#29 号令とともに
カーテンを閉めていない暗い室内に、外の明かりが差し込む。どうやら月明かりのほかに、マンションそばの街灯も一役買っているらしい。それらの光は、室内にある四つの輪郭を朧げに映し出していた。
テーブルにうつ伏せになって寝ているのは遊璃。ベッドで寝息を立てているのが颯太。壁際に背を凭れさせているのが直弥。そしてそのそばでフワフワと漂うのが颯太の魂だ。

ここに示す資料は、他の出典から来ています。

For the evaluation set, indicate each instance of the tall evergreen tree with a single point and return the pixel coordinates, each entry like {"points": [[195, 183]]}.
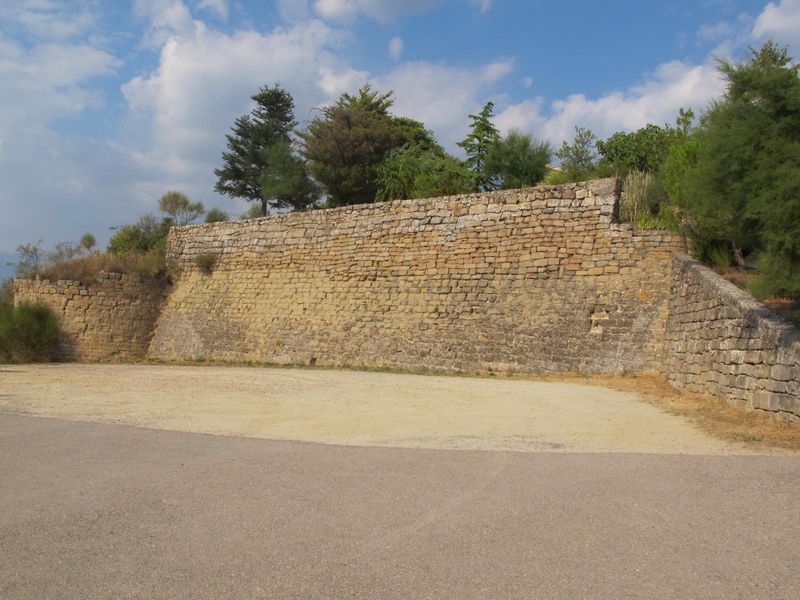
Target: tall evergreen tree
{"points": [[270, 122], [478, 143], [578, 160], [349, 140], [517, 161], [743, 184]]}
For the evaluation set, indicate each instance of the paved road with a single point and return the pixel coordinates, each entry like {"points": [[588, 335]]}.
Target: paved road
{"points": [[93, 510]]}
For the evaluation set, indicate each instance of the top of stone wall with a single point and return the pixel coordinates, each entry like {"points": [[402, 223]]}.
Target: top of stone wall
{"points": [[101, 278], [781, 330], [605, 191]]}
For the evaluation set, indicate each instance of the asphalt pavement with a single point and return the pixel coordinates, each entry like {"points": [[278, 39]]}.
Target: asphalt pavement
{"points": [[91, 510]]}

「さてと。準備は整ったな。あとは、あちらさんが来るのを待つだけ」
「本当に上手くいくかなぁ……」
颯太は夕方ぶりの魂状態の自分の身体を見下ろした。颯太の魂は、寝入って数分で身体と分離するように浮き出てきたらしい。ただ、魂の状態での意識は閉じられていたようで、強引に叩かれたり名前を呼ばれたりするうちに覚醒したのだと直弥は言った。確かに颯太の記憶でも、起きるときに誰かに名前を呼ばれ続けていたような気がする。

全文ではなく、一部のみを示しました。